Liebe Kolleginnen und Kollegen, in diesem Jahr haben wir noch Glück gehabt. Die Gewebesteuereinnahmen 2020 sind sogar um 2,7 Mio. € höher ausgefallen als geplant – trotz Corona. Ein Beweis dafür, dass unsere Rasteder Gewerbelandschaft breit aufgestellt und gleichzeitig sehr erfolgreich ist. Einbußen haben wir bei der Einkommensteuer gehabt. Das aber ist natürlich Corona geschuldet. Kurzarbeit ist dabei das Stichwort. Wir haben daneben noch eine höhere Schlüsselzuweisung vom Land erhalten und der Landkreis gibt uns einen Zuschuss in Höhe von fast 850.000 €, dem wir Kreistagsabgeordneten am letzten Donnerstag gerne zugestimmt haben. Wir sind also noch einmal mit einem blauen Auge davongekommen.
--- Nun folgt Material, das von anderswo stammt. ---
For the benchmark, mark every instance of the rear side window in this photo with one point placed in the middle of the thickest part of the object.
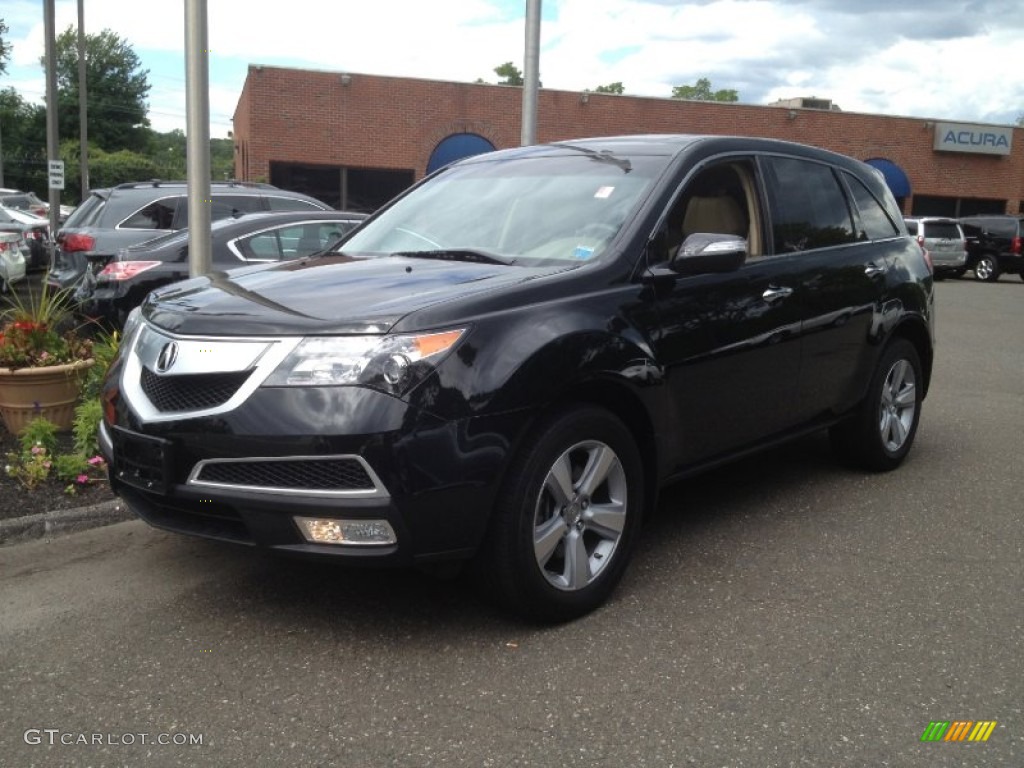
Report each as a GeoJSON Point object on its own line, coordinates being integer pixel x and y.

Dieses alles führt dazu, dass wir einigermaßen gestärkt und mit einem soliden Haushalt ins Jahr 2021 gehen können. Wir werden unsere vielen Aufgaben vermutlich wie geplant meistern können, müssen trotzdem aufpassen, dass wir uns nicht vergaloppieren. Ich denke dabei in erster Linie an den kommenden Kommunalwahlkampf. Wir sollten nichts versprechen, was wir ohnehin nicht halten können, weil das Geld fehlt. Wir haben jetzt schon vieles auf der Agenda, was umgesetzt werden muss und soll.

Die Verwaltung hat uns mit Datum vom 08.10.2020 ihren Haushalt zur Beratung vorgelegt. Diesen haben wir alle in unseren Gruppen- und Fraktionssitzungen sowie in den jeweiligen öffentlichen Fachausschusssitzungen durchgearbeitet. Gegenüber dem Ursprungsentwurf hat es einige Verschiebungen gegeben. Dies ist auch keinesfalls zu beanstanden, denn die Politik hat in einigen wenigen Punkten eben andere Prioritäten als die Verwaltung. Gemeinsam wurden in der letzten Woche einige Ausgaben anders gesetzt. So erhält die KGS zusätzlich 82 Tsd. € für die Fachbereiche Bio und Physik. 10 Tsd. € sind eingeplant für die Schulbushaltestelle an der GS Kleibrok – dies hatte unser Ratsmitglied Jöran Gertje übrigens schon im November 2019 beantragt. Für die Erneuerung der Parkstraße sind 420 Tsd. € vorgesehen - eine Maßnahme, die bereits seit vielen Jahren geschoben wurde, die auch von mir schon mehrfach angemahnt wurde, die aber im jetzigen Entwurf des bis zum Jahr 2024 reichenden Investitionsplanes nicht einmal mehr auftauchte. Daneben sind für drei Maßnahmen der Dorferneuerung Rastede Nord Verpflichtungsermächtigungen in Höhe von insgesamt 50 Tsd. € in den Haushalt eingestellt worden. Alle diese Dinge sind kostenneutral, denn im gleichen Atemzug haben wir Streichungen und Verschiebungen vorgenommen. Sie waren uns aber wichtig, denn es macht durchaus Sinn, mehr Geld in die Bildung zu investieren. Und auch die Verkehrssicherheit liegt uns am Herzen. Wenn man schon die umliegenden Straßen wie Loyer Weg usw. saniert, dann ist es vernünftig, ebenfalls die dortige Verbindungstrasse in Ordnung zu bringen. Und wer die kennt, weiß, wovon ich rede.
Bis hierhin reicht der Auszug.